İsraflı, lüks, gösterişe yönelik bir hayat bilgeliğe, ahlâka, vicdana aykırıdır.

Aşırı tüketim yaparak statü kazanmak isteyenler hiç de akıllı kimseler değildir. Ruh asaleti sahibi olanlar böyle şeylere tenezzül etmez.

Lüks bir evde yaşayan, lüks bir oto ile gezen, lüks yiyip içen niceleri vardır ki, çok alçak kimselerdir.

En iyisi, kimseye muhtaç olmayacak derecede orta halli bir hayattır. Mutluluk insanın dışında değil, içindedir. Mutluluk parayla satın alınmaz, lüks bir hayatla elde edilmez.

Halkımızı bu konuda eğitmek, bilhassa gençlerimizi aydınlatmak için “Küçük Mutluluklar” başlıklı bir kitapçık hazırlanıp yayınlanmalıdır. Bir simit ve bir bardak çay ile (yanında biraz beyaz peynir ve üç-beş zeytin) mutlu olunabilir.

Süleymaniye’de Kurufasulya

Geçenlerde Tahtakale’ye camcı-çerçeveci Mustafa beye gittim. Çerçevelenmeleri için on adet çiçekli ebru ile altı hüsn-i hat verdim. Kırılmaz lüks lambası camı aradım, bulamadım. Öğle yemeğini yemek için Süleymaniye’ye çıktım. Eskiden beri orada çok güzel kurufasulya yapan bir lokanta vardır. Bir de yenisi açılmış, denemek için yeni açılana girdim. Kurufasulya nefisti. Dolu dolu bir tabak kaç liraydı tahmin edin. Sadece 1.5 YTL. Ekmek bedava. Yanında bir pilav, bir su, hepsi 3.5 lira.
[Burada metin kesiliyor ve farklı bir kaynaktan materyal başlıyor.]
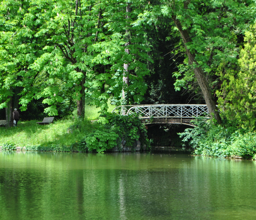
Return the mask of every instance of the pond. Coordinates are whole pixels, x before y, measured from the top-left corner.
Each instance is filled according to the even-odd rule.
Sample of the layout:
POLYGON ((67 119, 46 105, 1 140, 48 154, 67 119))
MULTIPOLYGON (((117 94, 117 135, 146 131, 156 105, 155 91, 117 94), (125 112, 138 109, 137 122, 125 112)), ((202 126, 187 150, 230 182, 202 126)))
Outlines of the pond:
POLYGON ((0 219, 255 219, 256 162, 0 151, 0 219))

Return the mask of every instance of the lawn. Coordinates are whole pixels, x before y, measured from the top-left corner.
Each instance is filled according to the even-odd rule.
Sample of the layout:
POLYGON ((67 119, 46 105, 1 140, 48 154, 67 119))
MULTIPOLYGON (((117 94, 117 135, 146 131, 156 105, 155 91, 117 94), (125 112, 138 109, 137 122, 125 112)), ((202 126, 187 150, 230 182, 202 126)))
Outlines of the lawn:
MULTIPOLYGON (((114 107, 109 105, 109 111, 111 112, 114 107)), ((91 122, 98 117, 99 110, 94 106, 86 106, 87 119, 83 121, 76 119, 74 112, 74 118, 71 116, 70 119, 55 120, 49 125, 39 125, 36 124, 38 121, 32 120, 19 121, 17 127, 0 127, 0 146, 9 141, 22 147, 27 145, 70 146, 80 141, 92 130, 99 128, 100 126, 97 122, 91 122)))

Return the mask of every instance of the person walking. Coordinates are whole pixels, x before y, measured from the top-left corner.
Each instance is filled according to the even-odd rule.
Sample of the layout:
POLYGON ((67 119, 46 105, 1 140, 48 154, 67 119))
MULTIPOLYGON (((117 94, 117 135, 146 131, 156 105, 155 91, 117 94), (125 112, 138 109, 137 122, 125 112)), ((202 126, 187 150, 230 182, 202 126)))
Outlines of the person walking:
POLYGON ((18 126, 18 121, 19 121, 19 117, 20 117, 20 114, 19 114, 19 112, 17 111, 17 109, 14 109, 14 110, 12 113, 12 117, 14 120, 16 121, 16 124, 14 124, 14 126, 17 127, 18 126))

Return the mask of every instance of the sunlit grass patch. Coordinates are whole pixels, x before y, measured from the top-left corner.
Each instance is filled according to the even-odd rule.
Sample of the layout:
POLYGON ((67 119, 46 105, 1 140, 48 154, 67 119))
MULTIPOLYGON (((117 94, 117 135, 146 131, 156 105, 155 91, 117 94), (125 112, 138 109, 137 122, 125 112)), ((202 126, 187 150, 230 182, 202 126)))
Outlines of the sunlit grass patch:
POLYGON ((46 145, 50 144, 69 145, 79 141, 84 136, 99 126, 90 122, 75 122, 76 127, 69 128, 75 122, 71 120, 59 120, 45 125, 37 124, 36 121, 19 122, 17 127, 0 128, 0 146, 11 140, 17 146, 30 144, 46 145))

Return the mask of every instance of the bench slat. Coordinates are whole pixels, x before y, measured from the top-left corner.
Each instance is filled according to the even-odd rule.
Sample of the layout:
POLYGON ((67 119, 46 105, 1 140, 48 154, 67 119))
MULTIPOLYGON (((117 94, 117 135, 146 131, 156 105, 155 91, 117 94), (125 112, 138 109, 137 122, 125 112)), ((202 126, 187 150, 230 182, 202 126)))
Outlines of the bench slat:
POLYGON ((6 125, 6 120, 0 120, 0 125, 6 125))
POLYGON ((54 119, 54 117, 48 117, 47 118, 44 118, 44 120, 43 120, 43 121, 42 122, 37 122, 36 123, 40 125, 49 124, 50 123, 52 123, 53 121, 53 119, 54 119))

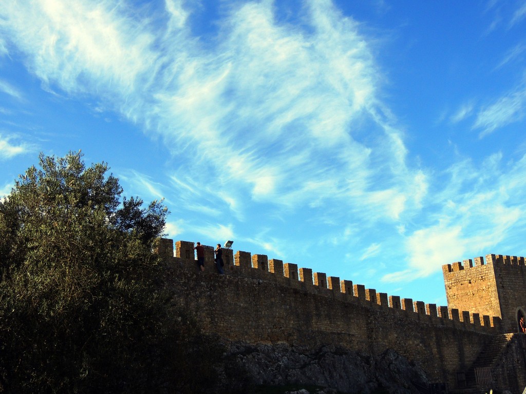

Süleymaniye kütüphanesinin arkasında bir de sahhaf dükkanı var. Oradan beş kitap ile bir sanat dergisi aldım, evin yolunu tuttum. Öğleden sonra çayımı balkondan Marmarayı adaları seyrederek içeceğim.

İstanbul’da yaşamak için cambaz gibi olmak lazım. Sokaklar, meydanlar o kadar kalabalık ki, yolda yürümek bile insanı çok yoruyor.

Birkaç hafta önce cuma namazında garip bir şey oldu.Hutbe okunurken adamın cep telefonu çaldı. Kalktı, kapıya gitti, birkaç dakika konuştu ve sonra gelip yerine oturdu. Bu hadiseye canım sıkıldı. Hafiflik, saygısızlık, laubalilik… Hocalara sormak lazım, bu adamın namazı sahih olur mu? Be mübarek şu telefonunu kapatsan olmaz mı?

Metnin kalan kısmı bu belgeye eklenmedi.